# Video of Foxy barking at the broom



## Guest (Aug 27, 2008)

Hi everyone,

I hope I have done this right and that it will work!


----------



## Vixie (Nov 17, 2007)

ha ha great video looks like shes having a great time lol


----------



## Sophiex (Jul 27, 2008)

That's extremely cute.  Small things in life please our dogs, eh?


----------



## Guest (Aug 27, 2008)

pmsl wow she can sure shift haha.

ohhh but bless hr lil voice lol.


----------



## Rosikus (Aug 10, 2008)

Golly she can move fast.


----------



## gillieworm (Jul 4, 2008)

Thats great  Makes you wonder why we spent a fortune on dog toys when things like that are obviously much more fun lol


----------



## Mese (Jun 5, 2008)

awww she's so sweet


----------



## sskmick (Feb 4, 2008)

Its really sweet watching him playing and having a great fun. 
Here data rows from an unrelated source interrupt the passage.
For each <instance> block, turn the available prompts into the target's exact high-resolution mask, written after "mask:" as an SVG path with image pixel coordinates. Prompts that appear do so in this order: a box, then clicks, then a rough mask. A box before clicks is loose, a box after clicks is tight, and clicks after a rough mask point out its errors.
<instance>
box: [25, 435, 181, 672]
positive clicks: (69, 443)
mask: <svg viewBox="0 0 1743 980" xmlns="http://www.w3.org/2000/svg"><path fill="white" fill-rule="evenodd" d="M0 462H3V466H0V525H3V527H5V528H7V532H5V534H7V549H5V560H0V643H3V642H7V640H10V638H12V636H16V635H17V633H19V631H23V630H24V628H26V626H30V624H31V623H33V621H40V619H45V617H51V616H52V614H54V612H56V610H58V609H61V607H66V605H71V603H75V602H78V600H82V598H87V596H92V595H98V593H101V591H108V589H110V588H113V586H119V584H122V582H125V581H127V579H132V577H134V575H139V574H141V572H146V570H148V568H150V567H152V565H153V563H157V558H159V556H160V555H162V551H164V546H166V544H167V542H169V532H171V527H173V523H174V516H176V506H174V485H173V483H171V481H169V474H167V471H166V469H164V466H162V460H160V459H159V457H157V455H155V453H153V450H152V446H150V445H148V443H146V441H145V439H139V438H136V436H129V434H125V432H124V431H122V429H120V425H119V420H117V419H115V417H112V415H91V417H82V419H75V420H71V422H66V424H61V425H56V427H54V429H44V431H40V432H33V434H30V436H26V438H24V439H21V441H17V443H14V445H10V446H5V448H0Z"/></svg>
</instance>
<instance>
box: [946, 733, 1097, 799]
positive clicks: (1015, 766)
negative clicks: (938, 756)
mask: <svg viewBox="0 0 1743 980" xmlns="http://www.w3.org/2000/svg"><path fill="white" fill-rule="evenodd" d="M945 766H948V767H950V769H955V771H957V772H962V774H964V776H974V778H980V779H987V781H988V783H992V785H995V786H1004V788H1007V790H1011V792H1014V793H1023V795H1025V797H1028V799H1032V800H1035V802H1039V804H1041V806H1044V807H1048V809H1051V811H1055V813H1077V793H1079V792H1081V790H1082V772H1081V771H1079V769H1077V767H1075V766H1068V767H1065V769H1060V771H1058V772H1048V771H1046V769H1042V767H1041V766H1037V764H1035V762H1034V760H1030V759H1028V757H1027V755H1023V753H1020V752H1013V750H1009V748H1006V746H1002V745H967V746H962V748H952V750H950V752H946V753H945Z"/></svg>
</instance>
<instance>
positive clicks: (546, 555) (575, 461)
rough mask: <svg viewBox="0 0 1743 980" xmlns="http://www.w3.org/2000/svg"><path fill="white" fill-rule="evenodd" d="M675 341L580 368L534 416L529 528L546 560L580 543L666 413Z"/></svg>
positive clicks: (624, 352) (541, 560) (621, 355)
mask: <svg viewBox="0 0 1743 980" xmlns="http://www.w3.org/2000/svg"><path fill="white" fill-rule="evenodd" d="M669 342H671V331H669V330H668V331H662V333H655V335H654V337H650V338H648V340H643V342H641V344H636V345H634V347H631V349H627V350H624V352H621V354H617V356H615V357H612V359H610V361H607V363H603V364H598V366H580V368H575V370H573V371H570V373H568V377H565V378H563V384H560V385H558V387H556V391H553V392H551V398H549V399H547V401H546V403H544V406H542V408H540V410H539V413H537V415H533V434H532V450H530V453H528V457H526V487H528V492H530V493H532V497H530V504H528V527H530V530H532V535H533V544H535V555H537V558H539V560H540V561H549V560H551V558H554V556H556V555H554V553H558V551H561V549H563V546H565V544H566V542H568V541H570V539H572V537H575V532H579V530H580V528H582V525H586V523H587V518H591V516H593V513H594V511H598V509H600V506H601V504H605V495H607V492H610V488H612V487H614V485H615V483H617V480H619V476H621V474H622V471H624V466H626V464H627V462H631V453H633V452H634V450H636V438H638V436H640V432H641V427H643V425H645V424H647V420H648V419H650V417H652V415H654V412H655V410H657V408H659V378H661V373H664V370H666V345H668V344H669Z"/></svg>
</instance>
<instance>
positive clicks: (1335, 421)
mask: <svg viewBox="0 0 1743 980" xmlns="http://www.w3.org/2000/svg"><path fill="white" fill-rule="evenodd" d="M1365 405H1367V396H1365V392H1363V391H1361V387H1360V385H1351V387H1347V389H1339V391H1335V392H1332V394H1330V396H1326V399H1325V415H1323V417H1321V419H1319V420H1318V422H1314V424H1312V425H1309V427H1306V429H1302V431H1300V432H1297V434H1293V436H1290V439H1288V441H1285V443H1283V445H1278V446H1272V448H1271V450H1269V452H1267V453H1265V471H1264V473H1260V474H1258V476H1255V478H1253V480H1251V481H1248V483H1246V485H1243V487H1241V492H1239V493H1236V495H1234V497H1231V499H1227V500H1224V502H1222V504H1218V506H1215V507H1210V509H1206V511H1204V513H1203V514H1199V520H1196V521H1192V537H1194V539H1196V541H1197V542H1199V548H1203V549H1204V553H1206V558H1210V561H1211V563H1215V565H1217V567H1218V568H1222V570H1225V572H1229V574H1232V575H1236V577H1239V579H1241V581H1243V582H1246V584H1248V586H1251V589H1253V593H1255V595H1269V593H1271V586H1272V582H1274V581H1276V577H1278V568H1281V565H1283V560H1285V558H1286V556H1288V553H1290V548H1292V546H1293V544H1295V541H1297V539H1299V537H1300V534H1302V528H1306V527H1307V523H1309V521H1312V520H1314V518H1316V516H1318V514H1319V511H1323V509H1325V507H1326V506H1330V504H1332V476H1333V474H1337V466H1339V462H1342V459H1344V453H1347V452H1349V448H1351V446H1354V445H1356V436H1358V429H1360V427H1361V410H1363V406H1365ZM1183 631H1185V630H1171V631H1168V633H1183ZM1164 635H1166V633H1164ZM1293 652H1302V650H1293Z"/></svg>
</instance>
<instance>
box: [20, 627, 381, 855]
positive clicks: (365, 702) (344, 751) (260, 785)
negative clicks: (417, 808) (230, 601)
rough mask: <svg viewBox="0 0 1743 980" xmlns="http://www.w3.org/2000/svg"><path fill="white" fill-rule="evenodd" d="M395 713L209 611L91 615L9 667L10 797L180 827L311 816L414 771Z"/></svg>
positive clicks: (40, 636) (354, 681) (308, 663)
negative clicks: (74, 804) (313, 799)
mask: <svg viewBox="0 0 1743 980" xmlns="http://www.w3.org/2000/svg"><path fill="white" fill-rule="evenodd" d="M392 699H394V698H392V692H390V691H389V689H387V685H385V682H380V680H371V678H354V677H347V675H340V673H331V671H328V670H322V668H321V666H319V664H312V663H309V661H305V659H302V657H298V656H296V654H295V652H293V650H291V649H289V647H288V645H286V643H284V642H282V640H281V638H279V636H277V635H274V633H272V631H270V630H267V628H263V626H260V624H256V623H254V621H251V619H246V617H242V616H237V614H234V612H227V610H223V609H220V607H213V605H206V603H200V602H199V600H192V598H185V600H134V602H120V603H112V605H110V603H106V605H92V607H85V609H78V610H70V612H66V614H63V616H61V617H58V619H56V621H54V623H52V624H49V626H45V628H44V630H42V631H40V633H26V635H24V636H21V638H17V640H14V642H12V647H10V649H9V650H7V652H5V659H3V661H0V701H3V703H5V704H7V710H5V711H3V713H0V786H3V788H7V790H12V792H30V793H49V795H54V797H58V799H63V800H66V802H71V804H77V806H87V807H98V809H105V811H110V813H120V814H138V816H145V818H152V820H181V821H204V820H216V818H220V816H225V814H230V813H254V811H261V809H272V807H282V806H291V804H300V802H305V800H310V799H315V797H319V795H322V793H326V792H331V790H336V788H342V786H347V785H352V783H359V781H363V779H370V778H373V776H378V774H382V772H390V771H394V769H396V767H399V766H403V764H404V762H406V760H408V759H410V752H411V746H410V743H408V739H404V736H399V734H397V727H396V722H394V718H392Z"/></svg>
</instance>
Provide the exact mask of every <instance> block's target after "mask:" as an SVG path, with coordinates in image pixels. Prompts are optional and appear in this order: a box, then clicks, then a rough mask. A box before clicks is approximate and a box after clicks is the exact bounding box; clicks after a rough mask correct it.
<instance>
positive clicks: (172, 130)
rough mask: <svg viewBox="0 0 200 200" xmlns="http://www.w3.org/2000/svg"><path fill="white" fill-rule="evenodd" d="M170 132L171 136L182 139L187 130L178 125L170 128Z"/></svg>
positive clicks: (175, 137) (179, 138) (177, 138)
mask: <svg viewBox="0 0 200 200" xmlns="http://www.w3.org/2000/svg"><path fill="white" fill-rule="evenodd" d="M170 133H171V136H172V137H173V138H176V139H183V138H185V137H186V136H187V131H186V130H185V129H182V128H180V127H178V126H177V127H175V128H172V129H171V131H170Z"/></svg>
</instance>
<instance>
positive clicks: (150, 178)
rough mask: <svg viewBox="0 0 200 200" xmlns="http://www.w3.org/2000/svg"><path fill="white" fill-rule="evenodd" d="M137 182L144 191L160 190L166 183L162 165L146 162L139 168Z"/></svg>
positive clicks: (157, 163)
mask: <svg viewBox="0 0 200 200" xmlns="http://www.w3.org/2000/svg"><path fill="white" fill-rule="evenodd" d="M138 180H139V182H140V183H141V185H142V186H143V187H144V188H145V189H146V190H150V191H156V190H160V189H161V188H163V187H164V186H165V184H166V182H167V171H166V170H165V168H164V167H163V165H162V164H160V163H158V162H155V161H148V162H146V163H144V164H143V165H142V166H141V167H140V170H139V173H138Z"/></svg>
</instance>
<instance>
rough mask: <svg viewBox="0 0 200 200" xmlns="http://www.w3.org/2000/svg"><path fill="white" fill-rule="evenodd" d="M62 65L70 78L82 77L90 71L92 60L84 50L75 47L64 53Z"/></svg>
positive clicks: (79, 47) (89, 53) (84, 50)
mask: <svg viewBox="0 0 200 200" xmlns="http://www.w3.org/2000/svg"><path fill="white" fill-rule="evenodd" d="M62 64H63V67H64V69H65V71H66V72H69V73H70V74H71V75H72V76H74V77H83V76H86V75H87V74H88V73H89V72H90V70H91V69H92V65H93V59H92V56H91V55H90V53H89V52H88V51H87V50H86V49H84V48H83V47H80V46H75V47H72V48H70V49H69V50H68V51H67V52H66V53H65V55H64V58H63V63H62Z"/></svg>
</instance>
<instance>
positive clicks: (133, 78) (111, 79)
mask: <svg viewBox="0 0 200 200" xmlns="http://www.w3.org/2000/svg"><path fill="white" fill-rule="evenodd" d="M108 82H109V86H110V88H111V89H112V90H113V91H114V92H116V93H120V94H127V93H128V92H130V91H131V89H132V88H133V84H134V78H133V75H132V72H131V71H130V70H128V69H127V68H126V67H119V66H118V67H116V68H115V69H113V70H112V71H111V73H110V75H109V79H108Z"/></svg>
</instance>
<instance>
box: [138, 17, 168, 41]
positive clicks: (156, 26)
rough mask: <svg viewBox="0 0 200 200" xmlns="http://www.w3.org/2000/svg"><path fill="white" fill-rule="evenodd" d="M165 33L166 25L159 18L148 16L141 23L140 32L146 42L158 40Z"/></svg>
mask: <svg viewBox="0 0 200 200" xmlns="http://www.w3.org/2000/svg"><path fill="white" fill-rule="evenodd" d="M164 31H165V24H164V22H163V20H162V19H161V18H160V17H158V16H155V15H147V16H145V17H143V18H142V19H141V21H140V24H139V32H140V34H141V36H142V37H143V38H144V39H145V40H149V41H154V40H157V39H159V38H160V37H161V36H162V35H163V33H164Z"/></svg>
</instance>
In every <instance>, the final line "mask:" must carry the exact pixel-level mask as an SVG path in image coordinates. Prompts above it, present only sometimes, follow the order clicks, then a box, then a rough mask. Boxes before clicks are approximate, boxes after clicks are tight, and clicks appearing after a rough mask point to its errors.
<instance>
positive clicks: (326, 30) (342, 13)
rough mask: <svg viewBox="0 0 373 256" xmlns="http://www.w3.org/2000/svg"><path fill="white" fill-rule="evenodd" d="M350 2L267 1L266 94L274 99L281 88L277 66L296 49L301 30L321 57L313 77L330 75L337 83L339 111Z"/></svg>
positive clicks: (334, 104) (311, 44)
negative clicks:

I feel mean now because I stopped my little lad from doing the same thing I didn't want a habit forming may be I was a bit over the top.  

Sue


----------



## Fleur (Jul 19, 2008)

sskmick said:


> Its really sweet watching him playing and having a great fun.
> 
> I feel mean now because I stopped my little lad from doing the same thing I didn't want a habit forming may be I was a bit over the top.
> 
> Sue


I know what you mean - I' feeling like a big meanie as well now 

Foxy looks like she's really enjoying herself - she is such a sweetie.


----------



## jeanie (Nov 11, 2007)

Hi thats a great video, and love foxy cant he move quick, oh and i couldnt stop laughing, beautiful baby and so funny.


----------